I wrote an article recently for Bluelime Media called “RSS not so simple after all!” that talked about RSS from the user perspective. Now I want to look at RSS from the corporate perspective.
Incase you didn’t read the article, RSS is a means by which information can be easily be published and made available to subscribers in a central on-line repository.
From a corporate standpoint, their are many reasons to take advantage of RSS both to publish information and for research:
- RSS makes it easier for prospects to find your articles;
- subscribers get the latest and greatest information;
- helps establish connections to your web site and drive traffic;
- gives you the ability to research multiple sources at once;
- great tools for disseminating information throughout the organisation.

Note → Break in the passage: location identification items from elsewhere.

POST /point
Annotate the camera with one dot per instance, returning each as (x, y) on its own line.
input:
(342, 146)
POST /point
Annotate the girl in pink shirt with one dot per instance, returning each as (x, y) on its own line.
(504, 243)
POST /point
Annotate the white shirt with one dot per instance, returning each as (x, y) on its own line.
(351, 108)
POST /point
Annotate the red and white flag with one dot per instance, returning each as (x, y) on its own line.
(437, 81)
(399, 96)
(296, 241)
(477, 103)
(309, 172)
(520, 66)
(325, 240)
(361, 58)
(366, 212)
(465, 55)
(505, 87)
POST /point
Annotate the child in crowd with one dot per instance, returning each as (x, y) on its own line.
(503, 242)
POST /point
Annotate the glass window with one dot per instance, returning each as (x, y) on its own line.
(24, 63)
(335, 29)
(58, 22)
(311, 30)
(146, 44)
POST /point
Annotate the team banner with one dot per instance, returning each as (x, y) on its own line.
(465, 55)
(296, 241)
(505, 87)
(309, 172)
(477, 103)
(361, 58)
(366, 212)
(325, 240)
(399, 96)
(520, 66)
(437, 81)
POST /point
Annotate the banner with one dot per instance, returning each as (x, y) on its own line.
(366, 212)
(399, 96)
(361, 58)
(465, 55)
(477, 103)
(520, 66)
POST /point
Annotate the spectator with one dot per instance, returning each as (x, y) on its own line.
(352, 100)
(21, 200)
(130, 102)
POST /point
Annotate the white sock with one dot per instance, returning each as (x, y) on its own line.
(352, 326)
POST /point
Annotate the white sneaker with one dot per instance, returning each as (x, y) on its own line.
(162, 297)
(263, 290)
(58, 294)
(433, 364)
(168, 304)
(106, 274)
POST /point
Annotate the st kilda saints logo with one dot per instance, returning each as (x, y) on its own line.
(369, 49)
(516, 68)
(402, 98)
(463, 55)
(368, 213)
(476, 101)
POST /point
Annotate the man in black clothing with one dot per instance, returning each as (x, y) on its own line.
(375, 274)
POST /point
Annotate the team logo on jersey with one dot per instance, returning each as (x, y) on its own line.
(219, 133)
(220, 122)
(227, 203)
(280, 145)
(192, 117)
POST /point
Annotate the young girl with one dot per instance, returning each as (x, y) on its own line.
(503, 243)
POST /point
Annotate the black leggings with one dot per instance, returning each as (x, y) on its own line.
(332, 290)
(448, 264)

So as an organisation, how would you set up an RSS Feed? The first thing you have to do is contact your web designer and find out if your site is set up to support a syndication feed (if you have a blog you may already have a feed set up). If not, its easy to set one up by entering a few lines of code – check out O’Reilly for help to do this.
Once the feed is set up, you should let people who visit your site know by adding the RSS Feed button which usually looks something like this:
I created the graphic for free by signing up with Feedburner but I am told you can do the same with FeedForAll. Having the button on your site in a prominent place will allow people to easily click to set up a feed that brings your article directly to them as its updated.
To complete the process, have your web designer add code to your website templates so that the RSS feed readers can find your posts and submit your feed to syndicators and search engines to make it easier for your audience to find you.